L’organisation pointe du doigt de « multiples abus » : menaces, intimidations par les services de renseignements et pressions administratives étouffantes. Le constat est amer : « Tant le pouvoir central que les groupes armés portent une responsabilité directe dans la dégradation continue des conditions de travail ».

JED a profité de cette publication pour dévoiler le bilan global de son action (1994-2025) : 20 journalistes tués dans l’exercice de leurs fonctions. Au total, 2 670 cas recensés de disparitions, détentions ou destructions de médias. Ces statistiques font de la RDC l’un des environnements les plus hostiles du continent africain pour les médias.

Au cours de son allocution, Tshivis Tshivuadi, Secrétaire général de l’ONG JED a également marqué les esprits le samedi par la présentation d’un prix prestigieux récemment reçu à Stockholm, en Suède récompensant le combat de l’ONG.

“Je voudrais donc dire toute ma reconnaissance et toute ma gratitude à la section suédoise de Reporters sans frontières, qui nous a honoré de ce grand prix de la liberté de la presse. Il y a derrière ce prix, beaucoup de souffrances ; les souffrances des journalistes congolais qui travaillent et qui vivent dans des conditions difficiles ; qui subissent des violences et parfois qui sont tués à cause de leur travail et de leur engagement au service de l’information”, a déclaré le Secrétaire général du JED.

“Depuis sa création le 20 novembre 1998, JED travaille au quotidien pour garantir que les journalistes et les médias puissent travailler dans un environnement qui assure leur indépendance et leur sécurité. Mais au-delà, le combat que mène notre organisation pour la défense de la liberté de la presse, est un combat pour la démocratie. Et cette démocratie ne peut exister que dans un pays où les médias sont libres et où règnent la paix et la sécurité pour tous”, a-t-il ajouté.

Tshivis Tshivuadi a dédié ce prix à la RDC et à tous ces millions de morts, victimes directes ou indirectes, des conflits armés qui ont ensanglanté le pays.

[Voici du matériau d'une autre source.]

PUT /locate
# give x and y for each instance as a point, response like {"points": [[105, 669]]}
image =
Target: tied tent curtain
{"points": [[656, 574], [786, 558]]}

“Nous dédions également ce prix à tous les journalistes congolais, qui souffrent dans leur chair et dans leur sang pour leur rendre hommages et pour qu’ils puissent s’engager résolument dans la résolution pacifique de la crise congolaiise”, a conclu le Secrétaire général de JED.

Par ailleurs, Tshivis Tshivuadi a lâché une “bombe” : il n’y aura plus de rapport annuel. Pour ce responsable de JED, le temps est venu pour cette ONG de prendre un « nouveau départ ». Après avoir comptabilisé les coups pendant 27 ans, l’organisation entend désormais peser différemment sur le destin du pays. “JED prendra de nouvelles orientations pour accompagner la résolution du conflit congolais et accompagner la paix”, a fait savoir le Secrétaire général.

L’organisation souhaite sortir de la pure dénonciation pour devenir un acteur plus direct dans la construction de la paix, estimant sans doute que la sécurité des journalistes ne pourra être garantie que par la résolution des causes profondes de l’instabilité congolaise. Une page se tourne, une autre, plus politique et sociale, s’ouvre pour la défense de la presse en RDC.